Trash Your Trash and Pick Up Poop
New Hampshire is known for its natural beauty — wide open spaces, an abundant array of wildlife, and crystal-clear waters. But trash and litter can spoil even the most beautiful areas. Whether you’re out for a short walk or weeklong trek, be prepared to carry out what you carry in.
- Pack it in, pack it out ...all the way out. Take trash and litter back home with you. Most recreation access points don’t have trash receptacles. Even leaving your trash on top of or next to an overflowing garbage can still cause contamination and negatively impact wildlife and other trail users.
- Consider going the extra mile. Want to be a Good Samaritan? Pack out trash and litter you come across, even if it isn’t yours. Not only are you reducing impact, but you’re also modeling a great New Hampshire outdoor ethic.
- Use bathrooms or outhouses when available. If there is no bathroom or outhouse available, human waste should be packed out. This video shows you the safe way to do so.
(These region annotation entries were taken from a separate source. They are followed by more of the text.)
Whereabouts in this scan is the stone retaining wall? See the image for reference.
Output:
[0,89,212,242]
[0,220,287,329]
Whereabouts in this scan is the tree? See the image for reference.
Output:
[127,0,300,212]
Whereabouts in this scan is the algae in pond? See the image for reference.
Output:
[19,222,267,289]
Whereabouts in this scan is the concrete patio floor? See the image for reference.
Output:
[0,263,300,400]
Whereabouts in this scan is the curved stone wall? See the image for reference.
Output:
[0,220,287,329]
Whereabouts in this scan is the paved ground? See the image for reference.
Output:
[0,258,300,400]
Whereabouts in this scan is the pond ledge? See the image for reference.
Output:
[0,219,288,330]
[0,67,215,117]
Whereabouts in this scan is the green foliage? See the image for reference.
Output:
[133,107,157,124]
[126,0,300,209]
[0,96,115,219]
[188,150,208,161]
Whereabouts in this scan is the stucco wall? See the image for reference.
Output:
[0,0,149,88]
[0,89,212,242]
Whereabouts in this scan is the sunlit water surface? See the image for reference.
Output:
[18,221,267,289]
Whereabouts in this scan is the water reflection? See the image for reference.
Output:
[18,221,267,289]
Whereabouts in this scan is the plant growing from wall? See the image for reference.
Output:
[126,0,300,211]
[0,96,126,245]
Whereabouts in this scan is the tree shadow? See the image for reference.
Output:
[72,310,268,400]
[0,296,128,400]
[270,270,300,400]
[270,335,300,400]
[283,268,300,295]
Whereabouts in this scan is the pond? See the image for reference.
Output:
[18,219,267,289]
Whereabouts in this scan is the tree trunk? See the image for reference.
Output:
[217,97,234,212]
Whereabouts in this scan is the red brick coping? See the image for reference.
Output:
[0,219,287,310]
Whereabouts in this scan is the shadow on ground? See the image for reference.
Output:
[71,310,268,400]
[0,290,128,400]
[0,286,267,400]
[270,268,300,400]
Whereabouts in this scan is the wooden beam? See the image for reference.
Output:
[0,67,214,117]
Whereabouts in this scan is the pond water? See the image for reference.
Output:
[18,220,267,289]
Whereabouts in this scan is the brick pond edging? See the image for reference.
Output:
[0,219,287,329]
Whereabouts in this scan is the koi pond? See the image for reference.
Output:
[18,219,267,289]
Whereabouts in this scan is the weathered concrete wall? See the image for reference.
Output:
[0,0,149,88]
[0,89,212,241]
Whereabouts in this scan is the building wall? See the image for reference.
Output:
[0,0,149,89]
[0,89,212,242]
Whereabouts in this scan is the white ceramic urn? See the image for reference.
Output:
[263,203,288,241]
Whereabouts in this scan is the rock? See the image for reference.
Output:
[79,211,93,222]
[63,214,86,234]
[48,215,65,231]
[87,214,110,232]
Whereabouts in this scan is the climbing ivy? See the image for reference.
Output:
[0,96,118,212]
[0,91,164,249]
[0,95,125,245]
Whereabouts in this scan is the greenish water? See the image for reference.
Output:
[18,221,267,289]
- Pack out your pet’s poop. Pet waste contains harmful pathogens that’ll contaminate water sources and get others sick. Use a plastic bag to pick up pet waste and carry it to the nearest garbage bin.
- Keep water sources clean. Don’t put any type of soap, food, human or pet waste in lakes or streams.
Keep Wildlife Wild
Black bears, moose, and wild turkeys are just some of the animals you may encounter while enjoying New Hampshire’s outdoors. Here’s how you can respect our wildlife and stay safe.
- Observe wildlife from a distance. Big or small, if you cause animals to move, then you’re too close. Remember, never approach, or follow them.
- Human food is unhealthy for all wildlife. Feeding wildlife causes serious, lasting impacts to both the animal and the next humans it may encounter.
- Store your stuff securely. Follow local guidelines for how to properly store your food away and keep your trash safe to help keep wildlife away.
Share the Outdoors
Everyone deserves to have a great time outside. Be sure the fun you’re having doesn’t bother anyone else and remember that not everyone is aware of the Leave No Trace Principles before discovering New Hampshire.
- Be friendly to others you encounter outdoors. Friendly attitudes will help reduce conflicts between user groups.
Keep ski and snowshoe tracks separate whenever possible and avoid hiking on them. These tracks help people enjoy their winter activities in New Hampshire.
- Be kind to one another when passing. Give right of way to others who may be traveling uphill.
- Motorized recreationists let’s do our part! According to NH law, anyone operating a snowmobile should give the right of way to others as long as the person on horseback, foot, skis, snowshoes or other mode of travel on foot provided those users do not unreasonably obstruct or delay snowmobiles on the trail.
- Keeping your pet under control. It helps to protect them, other visitors, and wildlife.
- Please hashtag responsibly. Social media can be a great way to encourage others to practice Leave No Trace when they visit New Hampshire. If you take photos of responsible outdoor recreation, feel free to tag us.